Miaomiao Jia¹Lihui Pan¹Haibo Yang¹Jinnan Gao¹Wenzhuang Shen^2*Xiaojun Zhang^1*

• ¹Department of Breast Surgery, Shanxi Bethune Hospital, Taiyuan, China
• ²Huazhong University of Science and Technology Tongji Medical College Tongji Hospital, Wuhan, China

Purpose: Breast cancer-related arm lymphedema (BCRaL) is a prevalent and severe complication post-breast cancer treatment, especially following axillary lymph node dissection (ALND). This study aimed to develop a nomogram for BCRaL risk prediction by identifying and integrating key risk factors, including chemotherapy type (neoadjuvant vs. adjuvant), to enhance individualized patient monitoring and prevention strategies. Patients and Methods: We conducted a retrospective analysis of clinical data from 535 breast cancer patients who received ALND and chemotherapy. Patients were divided into a training cohort (70%) and a validation cohort (30%). Univariate and multivariate Cox regression analyses identified independent risk factors for BCRaL, which were subsequently used to construct a nomogram. The model's performance was assessed through calibration curves, ROC curves, and clinical decision curve analysis (DCA). Results: The incidence of BCRaL in our cohort was 20.6%. Multivariate analysis identified several independent risk factors for BCRaL, including elevated body mass index (BMI), increased number of positive axillary lymph nodes, neoadjuvant chemotherapy (NAC), HER2-targeted therapy, and supraclavicular radiotherapy (SCRT). The nomogram developed based on these factors demonstrated strong predictive accuracy, with C-index values of 0.692 in the training cohort and 0.719 in the validation cohort.

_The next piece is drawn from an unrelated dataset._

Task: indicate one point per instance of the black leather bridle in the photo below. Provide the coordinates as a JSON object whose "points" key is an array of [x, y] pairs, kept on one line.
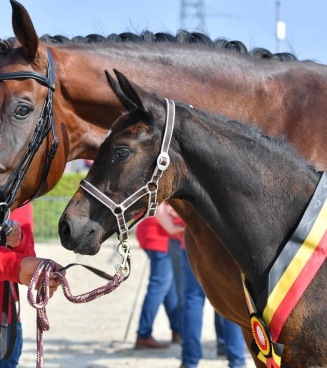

ROC curve analysis revealed AUC values reaching 0.760, indicating good discriminative ability. Time-dependent ROC curves further confirmed the model's consistency across different follow-up periods. DCA validated the clinical utility of the nomogram, while survival analysis clearly distinguished between high-risk and low-risk BCRaL groups. Conclusion: This study developed and internally validated a predictive model that integrates modern treatment modalities (NAC, HER2-targeted therapy, SCRT) with traditional risk factors to identify high-risk BCRaL patients undergoing ALND and chemotherapy. The model requires external validation in future studies. Consequently, the nomogram presents a potential tool for strategizing precision prevention, necessitating further evaluation before its broader adoption in clinical practice.